What is a Data Lake?
Much like a real lake holds water coming from multiple streams, a data lake is designed to take information from various source systems and hold it in its purest form. The raw data can originate from a variety of sources including operational systems such as an ERP, log files, social media, documents, and images among many other things. No matter the point of origination, the central idea is to retain information in its native format for use by systems and processes that lie upstream.
Advantages of using a Data Lake
A well-stocked data lake is a data scientist’s paradise, much like a well-stocked pond is a fisherman’s paradise. Data scientists can fish through the data looking for trends and patterns using advanced analytics tools and processes. Meanwhile, data deemed useful to support the business is harvested from the lake, refined, and curated into a format that decision makers can interact with. Often times this curated layer takes the form of a traditional data warehouse or data mart which serves as the foundation for operational reports or dashboards. The data can also be used to provide interoperability between systems or data-trading partners as it provides a centralized, vendor and application agnostic platform from which to source data.

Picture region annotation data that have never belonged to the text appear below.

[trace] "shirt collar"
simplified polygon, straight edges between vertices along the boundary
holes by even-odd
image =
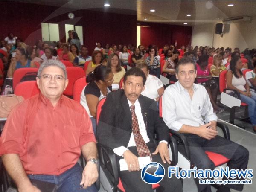
[[[138,100],[137,99],[137,100],[136,100],[135,101],[135,102],[134,103],[134,105],[132,105],[131,104],[131,102],[130,101],[129,101],[129,99],[127,99],[127,100],[128,101],[128,104],[129,104],[129,108],[131,105],[135,105],[136,106],[138,106],[138,105],[140,105],[140,103],[139,102],[139,100]]]
[[[184,87],[182,85],[181,85],[181,84],[180,84],[180,81],[178,81],[176,83],[177,83],[177,87],[178,87],[178,89],[179,90],[179,92],[180,92],[180,93],[181,91],[182,91],[182,90],[183,91],[184,91],[184,90],[187,91],[187,90],[185,88],[184,88]],[[197,90],[198,85],[198,84],[197,84],[195,83],[193,84],[193,90],[194,91],[194,92],[195,92]]]
[[[61,105],[63,102],[63,95],[61,95],[61,98],[58,102],[58,104],[59,103]],[[38,97],[38,100],[40,102],[43,103],[45,105],[47,106],[48,105],[51,105],[52,103],[48,98],[43,95],[41,93],[39,94],[39,96]],[[57,105],[58,105],[57,104]]]

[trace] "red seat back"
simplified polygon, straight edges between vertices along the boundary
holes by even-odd
[[[81,68],[78,67],[67,67],[67,73],[68,79],[68,84],[64,91],[64,95],[73,96],[73,86],[77,79],[85,76],[85,73]]]
[[[29,72],[37,72],[38,69],[37,68],[25,67],[17,69],[13,73],[12,78],[12,88],[15,90],[16,85],[20,82],[20,79],[23,76]]]
[[[30,98],[39,94],[40,90],[36,84],[36,81],[28,81],[19,83],[15,88],[14,94],[22,96],[24,99]]]
[[[84,72],[86,73],[86,70],[87,70],[87,68],[88,68],[88,65],[91,62],[92,62],[91,61],[87,61],[84,63]]]
[[[79,102],[83,89],[87,84],[86,77],[81,77],[77,79],[74,83],[73,87],[73,99]]]
[[[35,64],[36,66],[36,68],[39,68],[40,67],[40,64],[38,62],[35,62]]]
[[[209,57],[208,58],[208,64],[210,63],[212,63],[212,60],[213,60],[213,58],[212,57]]]
[[[245,74],[246,73],[246,72],[247,72],[248,71],[250,71],[251,70],[250,70],[250,69],[246,69],[246,70],[244,70],[242,71],[243,76],[244,76],[244,78],[245,78]]]
[[[242,61],[242,63],[248,63],[248,60],[245,58],[241,58],[241,61]]]
[[[124,82],[124,78],[122,77],[122,79],[120,80],[120,82],[119,82],[119,89],[122,89],[122,86],[123,83]]]
[[[210,63],[209,64],[208,64],[208,71],[209,71],[209,72],[210,72],[211,71],[211,67],[212,67],[212,65],[213,64],[212,64],[212,63]]]
[[[160,58],[160,63],[161,63],[161,62],[162,62],[162,61],[164,61],[164,58],[165,58],[164,56],[163,57],[161,57]]]
[[[105,100],[106,97],[102,99],[99,100],[97,105],[97,108],[96,109],[96,124],[97,125],[99,123],[99,116],[101,112],[102,108]]]
[[[131,60],[131,56],[132,56],[132,55],[131,54],[130,54],[129,55],[129,57],[128,57],[128,63],[129,63],[129,64],[132,64],[132,60]]]
[[[165,60],[164,59],[162,61],[161,61],[161,63],[160,63],[160,68],[161,69],[161,73],[163,73],[163,66],[164,65],[164,63],[165,62]]]
[[[227,88],[227,84],[226,83],[226,74],[227,74],[227,70],[225,70],[221,71],[220,74],[219,85],[220,87],[220,92],[222,93],[224,89]]]
[[[64,61],[61,60],[61,61],[64,64],[64,65],[66,66],[66,67],[74,67],[74,65],[72,63],[71,63],[69,61]]]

One question that still seems to surface with stakeholders is “why fill the data lake if it’s ultimately going to dock in the data warehouse?”. The key concept here is that not all data that streams into the lake will be modeled into a structured data warehouse. Only data that has been deemed necessary for business users to interact with will chart a course from the lake to the warehouse. However, what’s important to the business will likely change over time so holding the original data will support shifts in organizational mindset and the competitive landscape. Additionally, as mentioned above, the data lake can support those looking to go fishing. For example, data scientists can use the lake to look for a new species, detect changing patterns, and ultimately look for signals in the data that may indicate shifting tides in the marketplace. This would not be possible in the data warehouse because the data that lands has already been modeled to answer specific, known business questions.
Ultimately, data lakes are a functional, cost effective way to wrangle in an organization’s data and give it a landing spot that can serve as a springboard for future expeditions. If your organization is drowning in data and wondering what to do, the data lake might just be the catalyst needed on the path to analytics maturity.